A non-stretch anthropometric (with an accuracy of 5mm) tape was used to measure the circumference of the arm (cm). The arm circumference was measured at the midpoint of the humerus bone. The measurement of the triceps brachii skinfold (in mm) was taken at the midpoint of the arm, on the right side of the body, using a skinfold calliper (a constant pressure of 10g/mm2 and an accuracy of 0.5mm). Both measurements were used to calculate the corrected arm muscle area (CAMA). Total body muscle mass (kg) was calculated from CAMA using a prediction equation:
Formula for women:
CAMA= [(MAC-( π x TSF))2/4π]-6,5
Formula for men:
CAMA= [(MAC-(π x TSF))2/4π]-10
TSF denotes triceps skinfold and MAC mid-arm circumference (cm) while the term 6.5 refers to the correction for bone area in females and 10 for men.

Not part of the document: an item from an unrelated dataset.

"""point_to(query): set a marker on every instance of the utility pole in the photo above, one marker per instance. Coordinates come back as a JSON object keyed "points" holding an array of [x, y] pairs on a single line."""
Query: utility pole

Muscle mass (kg) = H x (0.0264+(0.0029 x CAMA))
H- body height (cm)
Statistical analysis was performed using the Statistica software (version 13.3). To compare the differences between the 2020 and 2022 cohorts, two-way ANOVA and Kruskal-Wallis test were performed. According to the assumptions, the observable effect should reflect both waves of the pandemic.
A decrease in muscle mass was observed among the examined girls in the majority of age groups, analysing the cohort from 2022 compared to peers examined in 2020 (the difference was statistically significant among 14-year-olds). However, among 11- and 12-year-old girls the opposite trend was observed, as muscle mass increased (Tab. 2).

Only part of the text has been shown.